I’d read those stories. I’d shared them on social media. I’d been horrified. But until that moment, I hadn’t truly felt the cold panic of not knowing if you’d ever be allowed to go home.
Hours passed—or maybe days. Time had no shape in that place. Occasionally, someone would open the door and slide in a plastic tray of rice and fish. No words. No eye contact.
I thought of my little house in Hội An, with the flowers and plants I’d cared for. My books. The life I’d made. All of it was out there somewhere, just beyond the walls I couldn’t see past.
And there, in the middle of my adopted country, I realized that sometimes being an immigrant means your humanity is only as solid as the paper your name is stamped on.
Remember This
This story is fictional for me. But for immigrants in the United States, this is not fiction at all. It happens every day—people woken up before dawn, taken away by armed officers, locked in detention centers without warning. If I were lucky in this scenario, maybe I’d simply be sent back to a safe country. But many people don’t have that option. For them, deportation can mean persecution, poverty, or death.
If this had happened to me, would you be upset?
Would you be scared? Would you be angry? Because it is happening—to families, to neighbors, to people who simply want the chance to belong somewhere.
And if you feel like there’s nothing you can do about what’s happening in the U.S. right now, you’re wrong. There is something you can do. You can speak up. You can vote. You can donate. You can share stories like this one so no one can say they didn’t know.
✊ What You Can Do—Right Now
Stop telling yourself “There’s nothing I can do.”
That is an excuse. And honestly? I’m tired of hearing it.
Every time you scroll past, look away, or say “Well, that’s politics,” you’re choosing your comfort over someone else’s survival. You are deciding that your momentary convenience is more important than their humanity.
If this story made you feel even a flicker of fear or outrage, good. Sit with it. And then get off your ass and act.
This isn’t about politics. It isn’t about the color of anyone’s skin. It’s about human rights. It’s about treating people with dignity and compassion. It’s about remembering that almost every single one of us comes from families who, at some point, were immigrants looking for safety, opportunity, or freedom.
And honestly? I’m ashamed of you if you read this and still do nothing. If you would stand up for me if this were happening to me, then you should stand up for them. If you would open your door for me, if you would call your congressperson for me, if you would put up a sign for me—do it for them.
Here are just a few ways you can stop being a bystander:
✅ Make it visible.
Print a sign and hang it in your window: “No Human Being Is Illegal” or “We Stand With Immigrants” Cover the door of your business, your church, or the community bulletin board.

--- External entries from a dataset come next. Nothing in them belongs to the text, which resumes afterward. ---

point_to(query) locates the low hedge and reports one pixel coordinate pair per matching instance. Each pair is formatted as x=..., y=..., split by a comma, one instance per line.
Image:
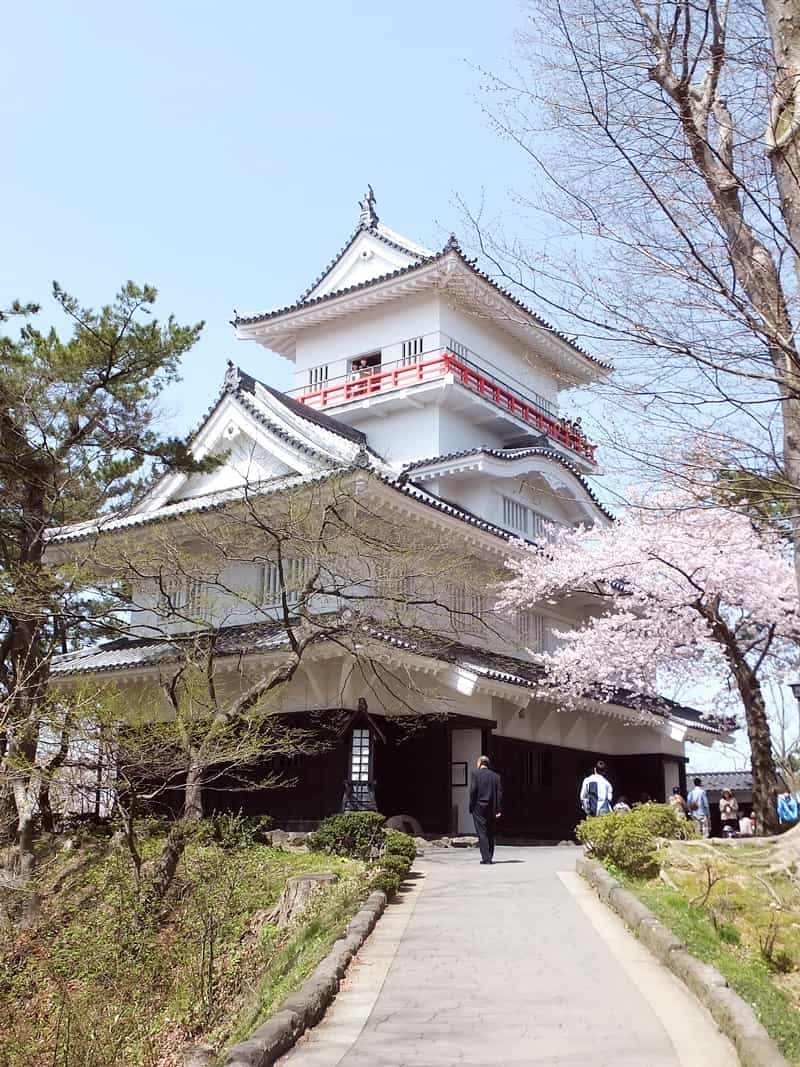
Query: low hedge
x=355, y=833
x=363, y=835
x=629, y=840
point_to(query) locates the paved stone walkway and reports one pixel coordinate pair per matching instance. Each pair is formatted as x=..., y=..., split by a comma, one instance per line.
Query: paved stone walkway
x=514, y=964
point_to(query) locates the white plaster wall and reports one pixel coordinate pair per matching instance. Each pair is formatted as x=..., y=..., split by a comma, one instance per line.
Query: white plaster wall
x=369, y=331
x=402, y=434
x=600, y=733
x=461, y=428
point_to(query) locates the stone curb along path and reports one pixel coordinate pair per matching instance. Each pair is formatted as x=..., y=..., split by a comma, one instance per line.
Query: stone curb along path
x=733, y=1015
x=306, y=1006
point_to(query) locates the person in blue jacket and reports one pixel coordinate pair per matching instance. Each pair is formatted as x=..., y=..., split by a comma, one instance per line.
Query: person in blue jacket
x=786, y=808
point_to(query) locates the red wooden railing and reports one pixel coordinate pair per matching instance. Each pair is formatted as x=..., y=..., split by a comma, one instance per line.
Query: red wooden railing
x=445, y=363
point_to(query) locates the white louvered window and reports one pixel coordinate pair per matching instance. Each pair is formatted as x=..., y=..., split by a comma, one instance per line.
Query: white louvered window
x=297, y=572
x=318, y=376
x=168, y=595
x=361, y=763
x=195, y=599
x=412, y=350
x=468, y=609
x=185, y=598
x=457, y=348
x=532, y=631
x=523, y=520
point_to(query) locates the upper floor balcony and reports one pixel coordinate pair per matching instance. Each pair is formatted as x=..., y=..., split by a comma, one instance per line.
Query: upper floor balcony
x=371, y=376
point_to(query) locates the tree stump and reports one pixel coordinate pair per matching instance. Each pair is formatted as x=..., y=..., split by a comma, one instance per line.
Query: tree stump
x=298, y=894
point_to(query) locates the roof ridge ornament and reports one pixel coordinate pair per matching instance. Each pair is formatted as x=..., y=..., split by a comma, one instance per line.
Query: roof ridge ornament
x=368, y=217
x=233, y=378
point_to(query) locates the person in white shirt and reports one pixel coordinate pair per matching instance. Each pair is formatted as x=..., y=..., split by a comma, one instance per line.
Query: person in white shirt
x=596, y=793
x=697, y=801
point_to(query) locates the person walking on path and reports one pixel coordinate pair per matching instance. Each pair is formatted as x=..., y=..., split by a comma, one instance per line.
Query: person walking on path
x=485, y=806
x=787, y=811
x=677, y=802
x=729, y=813
x=699, y=810
x=596, y=793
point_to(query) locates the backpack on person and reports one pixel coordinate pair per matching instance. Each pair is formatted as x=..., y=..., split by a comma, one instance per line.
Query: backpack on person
x=590, y=800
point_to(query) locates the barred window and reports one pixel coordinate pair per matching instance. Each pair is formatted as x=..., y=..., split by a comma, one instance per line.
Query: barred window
x=297, y=572
x=318, y=376
x=468, y=608
x=361, y=762
x=412, y=349
x=530, y=626
x=182, y=596
x=523, y=520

Put a sign in your yard so everyone knows exactly where you stand.
✅ Create a safe space.
Offer a place for immigrants in your community to shelter if they need help.
Let people know you are someone they can call when they’re in danger.
✅ Use your damn voice.
Call your representatives and demand they protect immigrant rights.
Don’t know what to say? Here you go—no excuses: 5 Calls
✅ Raise hell.
Share these stories on your social media.
Talk about it at work, at school, at the dinner table.
Stop pretending this isn’t happening.
✅ Give your time or money.
Support organizations fighting back:
- RAICES – legal aid for immigrant families
- ACLU Immigrants’ Rights Project – defending rights in court
- National Immigration Law Center – advocacy and litigation
✅ Be braver than you’ve been.
You don’t have to show up to a protest. But you sure as hell can’t sit idly by while human beings are dragged out of their homes in the middle of the night by masked men with no warrants or justification other than the color of their skin.
If you’re waiting for a sign that it’s time to give a damn, this is it.
Stop telling yourself you can’t do anything. Start doing something. Right now.